Bcc banca credito cooperativo generica

di GIUSEPPE MAZZEO

La recente chiusura delle indagini preliminari a carico dei componenti, con vari ruoli, della ex Banca di credito cooperativo di Maierato, oggi confluita nella Banca di credito cooperativo del Vibonese dopo la fusione con la Bcc di San Calogero, offre uno spaccato interessante per comprendere le dinamiche che regolano i rapporti tra diverse entità all’interno di piccole realtà, come Maierato appunto. Rapporti come quello tra la politica e l’economia.

Il sindaco della cittadina Danilo Silvaggio, eletto alle ultime amministrative, ad esempio, è tra i dipendenti della banca.
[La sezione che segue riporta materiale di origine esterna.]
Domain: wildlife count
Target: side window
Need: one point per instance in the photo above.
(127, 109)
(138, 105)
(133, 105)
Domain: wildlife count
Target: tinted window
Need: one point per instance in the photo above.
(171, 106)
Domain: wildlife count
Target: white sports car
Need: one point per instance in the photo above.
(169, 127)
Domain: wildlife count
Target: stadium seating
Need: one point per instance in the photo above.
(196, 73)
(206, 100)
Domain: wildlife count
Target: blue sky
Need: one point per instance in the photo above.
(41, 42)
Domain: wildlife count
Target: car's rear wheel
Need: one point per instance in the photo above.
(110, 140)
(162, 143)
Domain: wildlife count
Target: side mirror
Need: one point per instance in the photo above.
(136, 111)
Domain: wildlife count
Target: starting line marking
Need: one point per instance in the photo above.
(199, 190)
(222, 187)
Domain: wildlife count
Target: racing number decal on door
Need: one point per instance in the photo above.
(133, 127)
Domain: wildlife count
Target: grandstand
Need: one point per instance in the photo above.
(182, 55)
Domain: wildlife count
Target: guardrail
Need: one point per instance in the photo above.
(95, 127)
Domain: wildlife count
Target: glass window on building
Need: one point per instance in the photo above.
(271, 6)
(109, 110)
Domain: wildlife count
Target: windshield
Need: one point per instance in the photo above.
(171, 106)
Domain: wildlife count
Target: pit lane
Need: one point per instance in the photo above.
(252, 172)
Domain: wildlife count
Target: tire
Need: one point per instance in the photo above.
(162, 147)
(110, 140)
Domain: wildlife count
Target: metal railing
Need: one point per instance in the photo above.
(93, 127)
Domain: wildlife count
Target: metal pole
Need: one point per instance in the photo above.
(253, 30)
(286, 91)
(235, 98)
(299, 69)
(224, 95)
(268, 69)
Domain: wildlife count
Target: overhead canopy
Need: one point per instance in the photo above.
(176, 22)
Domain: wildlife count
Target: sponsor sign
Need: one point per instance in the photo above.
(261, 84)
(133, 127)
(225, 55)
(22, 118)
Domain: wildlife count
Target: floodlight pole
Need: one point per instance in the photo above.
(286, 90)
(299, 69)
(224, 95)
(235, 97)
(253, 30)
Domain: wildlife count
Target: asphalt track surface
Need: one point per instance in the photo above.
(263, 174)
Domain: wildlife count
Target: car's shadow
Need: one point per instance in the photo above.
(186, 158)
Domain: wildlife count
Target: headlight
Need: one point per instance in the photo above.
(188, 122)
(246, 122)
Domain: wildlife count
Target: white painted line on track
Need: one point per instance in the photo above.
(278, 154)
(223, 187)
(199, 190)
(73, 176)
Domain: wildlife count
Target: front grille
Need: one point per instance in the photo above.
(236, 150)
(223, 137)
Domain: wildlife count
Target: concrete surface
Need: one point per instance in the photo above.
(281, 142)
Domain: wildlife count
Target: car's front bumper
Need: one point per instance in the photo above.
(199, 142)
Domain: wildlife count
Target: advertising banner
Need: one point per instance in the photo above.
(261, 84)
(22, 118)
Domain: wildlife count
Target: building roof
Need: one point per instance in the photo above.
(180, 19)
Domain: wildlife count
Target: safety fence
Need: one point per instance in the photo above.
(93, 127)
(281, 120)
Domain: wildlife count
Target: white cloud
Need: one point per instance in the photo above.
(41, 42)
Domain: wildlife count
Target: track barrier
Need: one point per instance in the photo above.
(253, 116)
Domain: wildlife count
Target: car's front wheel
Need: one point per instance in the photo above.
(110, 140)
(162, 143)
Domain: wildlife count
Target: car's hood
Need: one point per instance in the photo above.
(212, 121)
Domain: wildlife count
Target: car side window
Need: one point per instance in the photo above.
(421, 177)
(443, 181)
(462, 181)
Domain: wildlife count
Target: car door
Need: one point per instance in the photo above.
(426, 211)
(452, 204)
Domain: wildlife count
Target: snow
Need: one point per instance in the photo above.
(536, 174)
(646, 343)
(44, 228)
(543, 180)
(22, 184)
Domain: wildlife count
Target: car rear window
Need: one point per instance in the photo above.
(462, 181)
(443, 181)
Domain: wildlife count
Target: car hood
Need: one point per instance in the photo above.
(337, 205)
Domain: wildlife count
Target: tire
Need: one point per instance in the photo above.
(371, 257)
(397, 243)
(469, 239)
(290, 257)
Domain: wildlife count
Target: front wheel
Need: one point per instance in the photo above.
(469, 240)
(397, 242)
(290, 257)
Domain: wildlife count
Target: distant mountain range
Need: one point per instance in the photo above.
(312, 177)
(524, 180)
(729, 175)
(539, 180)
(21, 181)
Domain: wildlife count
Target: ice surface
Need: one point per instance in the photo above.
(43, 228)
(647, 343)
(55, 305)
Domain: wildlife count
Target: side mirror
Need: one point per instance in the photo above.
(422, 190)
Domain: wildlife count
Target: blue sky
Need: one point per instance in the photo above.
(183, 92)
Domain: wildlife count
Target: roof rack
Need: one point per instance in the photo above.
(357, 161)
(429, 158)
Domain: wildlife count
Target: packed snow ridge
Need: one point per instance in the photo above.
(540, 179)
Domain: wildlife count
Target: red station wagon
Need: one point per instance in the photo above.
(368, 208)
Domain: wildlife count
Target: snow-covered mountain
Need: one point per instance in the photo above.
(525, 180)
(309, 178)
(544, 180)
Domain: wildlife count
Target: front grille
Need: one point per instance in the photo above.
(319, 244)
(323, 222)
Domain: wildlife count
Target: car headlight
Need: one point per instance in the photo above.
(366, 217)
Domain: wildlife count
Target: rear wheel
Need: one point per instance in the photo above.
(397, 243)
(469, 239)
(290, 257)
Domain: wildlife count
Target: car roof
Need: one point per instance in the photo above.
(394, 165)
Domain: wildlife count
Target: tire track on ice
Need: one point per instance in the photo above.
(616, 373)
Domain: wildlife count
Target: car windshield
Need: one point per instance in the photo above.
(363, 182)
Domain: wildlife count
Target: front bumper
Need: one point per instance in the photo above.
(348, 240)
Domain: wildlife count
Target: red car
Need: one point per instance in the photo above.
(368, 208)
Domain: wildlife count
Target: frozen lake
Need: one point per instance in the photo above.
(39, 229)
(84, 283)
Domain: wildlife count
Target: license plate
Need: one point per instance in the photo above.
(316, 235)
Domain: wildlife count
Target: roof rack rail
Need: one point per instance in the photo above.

Lui non è coinvolto nell’indagine della Procura di Vibo, che sta procedendo per appropriazione indebita nei confronti di 16 persone per operazioni effettuate tra il 2008 e il 2012; il suo nome non compare. Compare, però, quello della madre, Maria Giuseppina Serrao, che faceva parte del collegio sindacale della ex Bcc di Maierato. E la Serrao era già in servizio alla banca quando il figlio venne assunto. Bcc MaieratoLa donna, che è stata in precedenza anche revisore dei conti, è indagata per avere dato l’assenso - unitamente agli amministratori e agli altri componenti del collegio sindacale - alle operazioni finanziarie che la Procura contesta.

Nella compagine amministrativa di Silvaggio, oggi, a sedere tra i banchi della maggioranza al Comune di Maierato c’è anche Domenico Maruccio. Lui con la banca non c’entra nulla. Ma anche in questo caso c’entra un parente, nello specifico il padre, odierno indagato: Franco Maruccio, storico componente del cda della ex Bcc, parente del più noto - suo malgrado - Vincenzo Maruccio, giovane ex assessore regionale del Lazio salito alla ribalta della cronaca anni fa per l’inchiesta che lo imputava di peculato. Maruccio, componente del collegio sindacale, è indagato per le medesime contestazioni della Serrao.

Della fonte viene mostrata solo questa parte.